Les Lullies – Mauvaise foi
Les Lullies ne font jamais dans la fainéantise, le gang de Montpellier est très actif et ne cesse de monter en puissance et en notoriété bien au delà du cercle garage-punk. Les Lullies ont écumé de nombreux festivals, enregistrant plusieurs singles en un temps réduit (dernier en date : le 45 tours « Dernier soir »* sorti en février chez Head Records et Adrenalin Fix Music) et un premier album sans titre (2018) qui exhalait l’odeur de l’animal urbain et la crasse, tout en récoltant la quasi-totalité du legs du punk américain. Album de la consécration.

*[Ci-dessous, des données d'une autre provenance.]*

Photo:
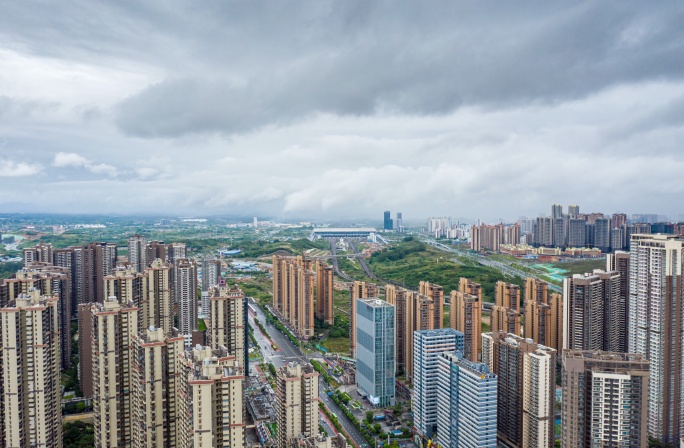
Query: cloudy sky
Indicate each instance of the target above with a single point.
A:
(341, 108)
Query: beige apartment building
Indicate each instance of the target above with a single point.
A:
(296, 403)
(506, 310)
(324, 292)
(226, 326)
(154, 379)
(30, 395)
(210, 385)
(114, 326)
(526, 389)
(543, 315)
(466, 316)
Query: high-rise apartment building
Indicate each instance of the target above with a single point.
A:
(324, 292)
(577, 233)
(387, 221)
(185, 289)
(30, 393)
(605, 396)
(436, 293)
(466, 403)
(294, 292)
(137, 253)
(420, 315)
(211, 271)
(296, 402)
(375, 362)
(359, 290)
(428, 345)
(593, 316)
(466, 316)
(526, 389)
(210, 399)
(227, 321)
(48, 280)
(114, 325)
(41, 253)
(506, 310)
(399, 298)
(619, 261)
(154, 381)
(655, 325)
(543, 315)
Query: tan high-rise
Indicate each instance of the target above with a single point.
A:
(399, 298)
(543, 315)
(526, 389)
(605, 399)
(210, 400)
(153, 388)
(506, 311)
(30, 410)
(358, 290)
(114, 326)
(226, 326)
(294, 292)
(420, 315)
(436, 293)
(466, 316)
(324, 292)
(296, 402)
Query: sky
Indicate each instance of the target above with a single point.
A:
(331, 109)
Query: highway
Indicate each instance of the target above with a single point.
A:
(287, 352)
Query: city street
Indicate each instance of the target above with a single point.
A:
(287, 352)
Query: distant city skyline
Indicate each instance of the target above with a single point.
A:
(342, 109)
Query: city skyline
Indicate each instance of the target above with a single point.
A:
(119, 108)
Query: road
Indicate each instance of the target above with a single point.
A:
(287, 352)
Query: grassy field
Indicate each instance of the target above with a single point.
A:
(581, 266)
(412, 261)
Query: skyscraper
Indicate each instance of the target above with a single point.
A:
(526, 388)
(466, 316)
(619, 261)
(466, 403)
(211, 271)
(296, 402)
(593, 313)
(359, 290)
(324, 292)
(436, 293)
(210, 399)
(137, 253)
(30, 393)
(605, 397)
(154, 379)
(428, 345)
(375, 362)
(655, 325)
(387, 221)
(185, 288)
(506, 311)
(114, 326)
(227, 317)
(543, 315)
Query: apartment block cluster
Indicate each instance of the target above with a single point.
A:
(571, 233)
(614, 336)
(302, 290)
(152, 384)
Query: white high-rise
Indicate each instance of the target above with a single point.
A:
(656, 327)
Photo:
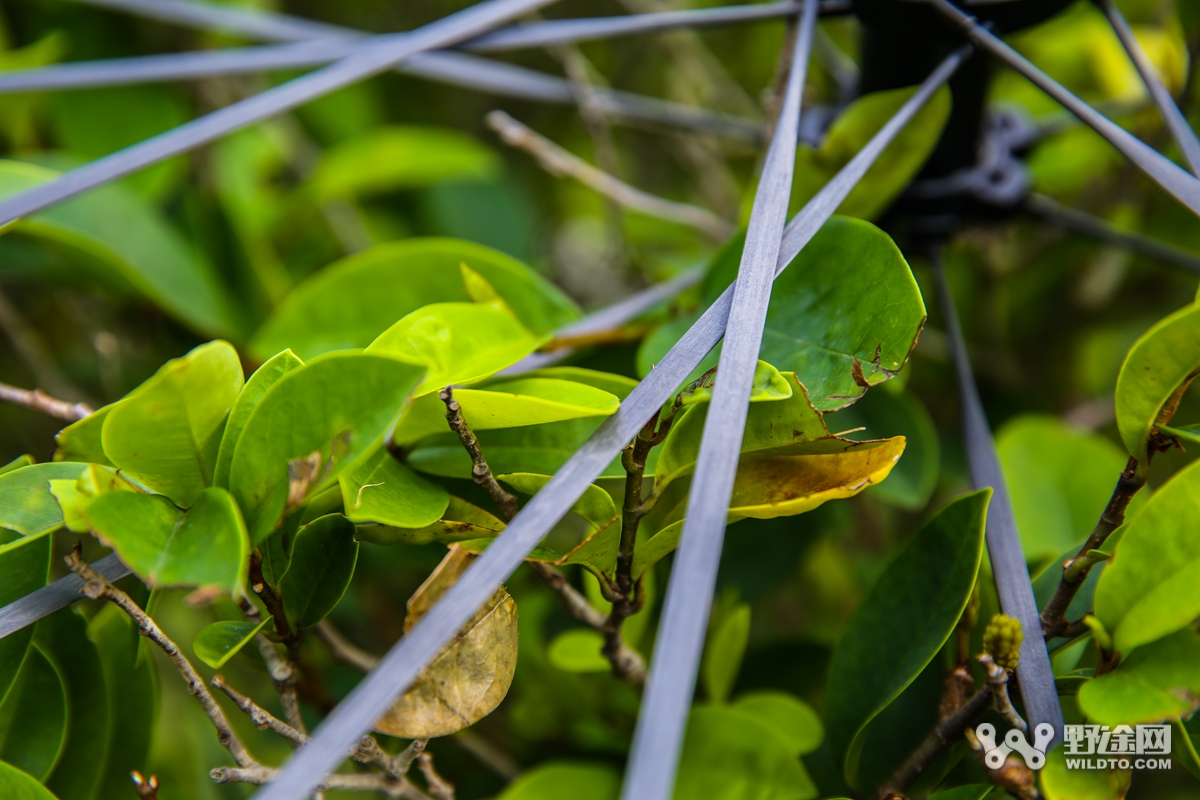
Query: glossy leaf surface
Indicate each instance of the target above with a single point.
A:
(167, 432)
(791, 719)
(251, 395)
(903, 623)
(322, 566)
(18, 785)
(205, 546)
(343, 402)
(729, 755)
(457, 342)
(383, 491)
(1060, 480)
(63, 638)
(219, 642)
(1153, 684)
(34, 719)
(352, 301)
(838, 336)
(555, 780)
(90, 235)
(508, 403)
(27, 505)
(1157, 366)
(24, 570)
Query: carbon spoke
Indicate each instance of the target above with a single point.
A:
(672, 679)
(408, 656)
(1164, 172)
(449, 67)
(1038, 692)
(371, 60)
(1085, 223)
(1179, 126)
(177, 66)
(57, 595)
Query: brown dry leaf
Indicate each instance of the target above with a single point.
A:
(471, 675)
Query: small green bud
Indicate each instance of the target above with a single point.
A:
(1002, 641)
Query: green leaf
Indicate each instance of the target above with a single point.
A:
(457, 342)
(322, 567)
(723, 653)
(838, 336)
(909, 614)
(460, 522)
(892, 172)
(34, 719)
(1061, 783)
(89, 234)
(1164, 359)
(251, 395)
(352, 301)
(557, 780)
(1189, 433)
(1060, 480)
(22, 570)
(385, 158)
(977, 792)
(790, 717)
(81, 441)
(768, 385)
(607, 382)
(729, 755)
(1151, 587)
(132, 696)
(63, 638)
(339, 404)
(888, 414)
(27, 505)
(594, 505)
(540, 449)
(166, 547)
(17, 463)
(577, 649)
(381, 489)
(219, 642)
(16, 785)
(1153, 684)
(507, 403)
(167, 431)
(769, 427)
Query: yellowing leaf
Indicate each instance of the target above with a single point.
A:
(469, 678)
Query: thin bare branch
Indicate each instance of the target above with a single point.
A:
(997, 678)
(439, 787)
(480, 471)
(40, 401)
(97, 587)
(558, 161)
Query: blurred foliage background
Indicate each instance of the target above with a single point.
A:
(101, 290)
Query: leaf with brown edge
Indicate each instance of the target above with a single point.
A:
(469, 678)
(790, 481)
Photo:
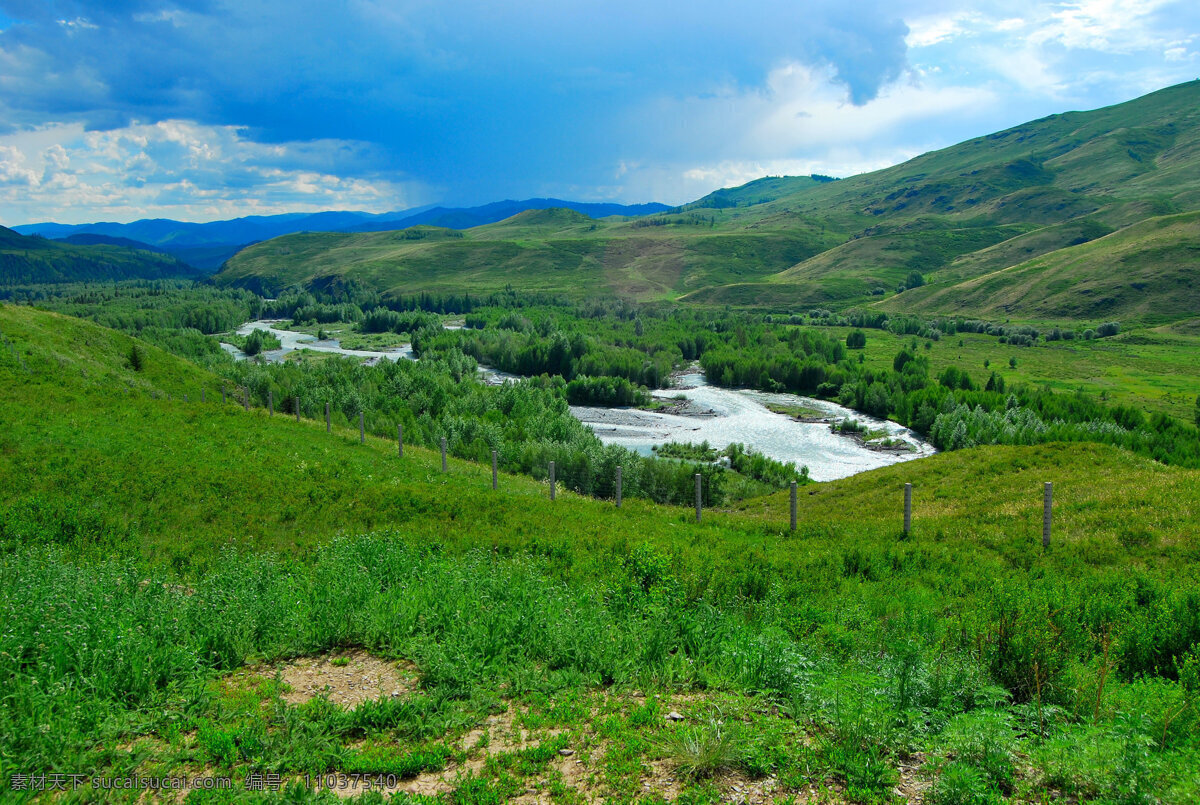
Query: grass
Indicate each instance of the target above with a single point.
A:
(155, 550)
(1150, 368)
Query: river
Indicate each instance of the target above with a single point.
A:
(717, 415)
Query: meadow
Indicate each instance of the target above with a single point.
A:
(167, 563)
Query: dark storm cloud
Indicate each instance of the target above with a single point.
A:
(469, 96)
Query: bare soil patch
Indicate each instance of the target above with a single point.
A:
(348, 678)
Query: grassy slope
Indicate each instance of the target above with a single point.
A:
(181, 478)
(1147, 270)
(954, 215)
(115, 676)
(1151, 370)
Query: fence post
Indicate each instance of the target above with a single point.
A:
(793, 505)
(907, 509)
(1047, 508)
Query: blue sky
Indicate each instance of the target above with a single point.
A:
(204, 109)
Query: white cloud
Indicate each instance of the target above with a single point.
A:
(799, 121)
(180, 169)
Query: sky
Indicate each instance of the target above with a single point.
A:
(207, 109)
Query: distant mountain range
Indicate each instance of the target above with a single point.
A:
(27, 259)
(209, 245)
(1086, 216)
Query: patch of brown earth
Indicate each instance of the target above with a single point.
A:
(348, 678)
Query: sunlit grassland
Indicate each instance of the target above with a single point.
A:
(132, 581)
(1155, 370)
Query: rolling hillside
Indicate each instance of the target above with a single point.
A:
(166, 565)
(27, 260)
(1069, 193)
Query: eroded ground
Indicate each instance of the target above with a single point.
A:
(349, 725)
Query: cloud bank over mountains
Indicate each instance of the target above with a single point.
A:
(204, 109)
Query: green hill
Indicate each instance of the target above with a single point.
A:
(168, 564)
(1149, 270)
(30, 259)
(953, 215)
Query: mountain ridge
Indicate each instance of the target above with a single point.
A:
(792, 242)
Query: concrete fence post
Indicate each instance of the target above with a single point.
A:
(1047, 509)
(907, 509)
(793, 504)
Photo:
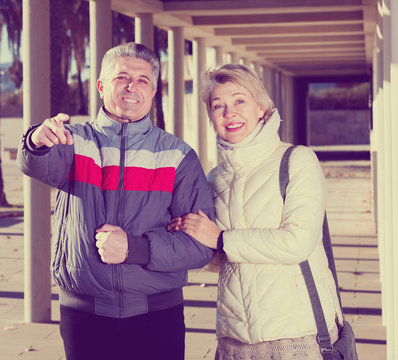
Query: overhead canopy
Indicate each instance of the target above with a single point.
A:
(299, 37)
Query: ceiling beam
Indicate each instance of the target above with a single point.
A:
(321, 17)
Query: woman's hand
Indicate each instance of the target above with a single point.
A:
(174, 224)
(200, 227)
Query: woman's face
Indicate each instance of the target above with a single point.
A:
(233, 112)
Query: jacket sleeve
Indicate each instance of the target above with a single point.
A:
(48, 165)
(300, 231)
(161, 250)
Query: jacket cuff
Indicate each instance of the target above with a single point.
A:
(27, 139)
(220, 243)
(138, 252)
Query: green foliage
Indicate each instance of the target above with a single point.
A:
(341, 97)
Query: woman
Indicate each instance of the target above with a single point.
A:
(264, 311)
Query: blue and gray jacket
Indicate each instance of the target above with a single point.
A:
(132, 175)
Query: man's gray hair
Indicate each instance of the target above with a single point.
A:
(134, 50)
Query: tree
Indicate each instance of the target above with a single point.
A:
(11, 19)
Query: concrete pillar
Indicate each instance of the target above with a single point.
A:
(219, 55)
(267, 81)
(243, 61)
(100, 42)
(36, 108)
(378, 130)
(233, 57)
(388, 185)
(258, 69)
(144, 34)
(144, 30)
(199, 65)
(394, 166)
(176, 79)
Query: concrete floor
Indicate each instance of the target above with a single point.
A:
(355, 247)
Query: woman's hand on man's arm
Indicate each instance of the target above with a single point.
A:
(199, 226)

Jour de fête ! « Mauvaise foi », c’est un retour aux fondamentaux, textes en français, riffs efficaces et un sens mélodique affuté. Les paroles sont d’une sincérité qui fait usage d’inventaire, prenant le pouls du quotidien dans un flux étranger à toute préoccupation spirituelle ou métaphysique. « Pas de regrets » est taillé dans la chair, gravé dans les entrailles, constat d’une défaite mais sans amertume.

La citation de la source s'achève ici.